Long ago a psalmist stood in awe of the creation God made where waters stand above mountains and run down to the valleys . . . springs gush forth and flow between the hills, giving drink to living creatures . . . birds sing and make their habitation in the branches by the streams . . . grass grows for the cattle . . . plants for the people . . . mountains for the wild goats . . . And the psalmist gives glory to God in whose wisdom all was made and in whose Spirit is found the breath of life.
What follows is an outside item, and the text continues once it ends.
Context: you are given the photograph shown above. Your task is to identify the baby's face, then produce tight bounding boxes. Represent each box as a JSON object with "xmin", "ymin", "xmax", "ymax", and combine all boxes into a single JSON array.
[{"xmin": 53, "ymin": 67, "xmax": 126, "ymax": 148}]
At times we stand in awe of the extraordinary beauty of the universe. During an Apollo mission, astronaut Rusty Schweikert had a truly out of the ordinary glimpse of the beauty of all creation when he emerged from the space capsule on an umbilical cord. Apparently something went wrong with Mission Control in Houston, and so for a time Schweikert just floated silently around the Earth which he described as “a shining gem” which he wanted “to hug and kiss like a mother does her firstborn child.”

But as Vigen Guroian says in his charming book Inheriting Paradise, “The Christian knows . . . there are no easy strolls [through nature] with God.” Just tending a simple garden reminds us of this. The enjoyment of getting our hands into the soil and watching little seeds sprout “comes not without the toilsome struggle of raking and sowing and pulling up the weeds.” God as our creator, redeemer, and sustainer in the Holy Spirit and God as creator, redeemer, and sustainer in the Holy Spirit of all is an awesome, mysterious, and complicated business.

May the beauty of the universe stir us to praise God. May we surrender in amazement to the enormity of the Mystery we cannot explain and let it was over us. And may we strive with every fiber of our beings, until there is sweat on our brows, to honor God’s life-giving Spirit which moves with great power and mystery through all the avenues of our lives. And may we be ready to engage the joureny on which we have been sent, remembering that the road down which we are sent may not be an easy one - in fact, probably will not be an easy one - but also remembering that we are not sent alone. Rather we are sent by the One who not only creates and redeems but who fills us and sustains with the blessing of the Spirit.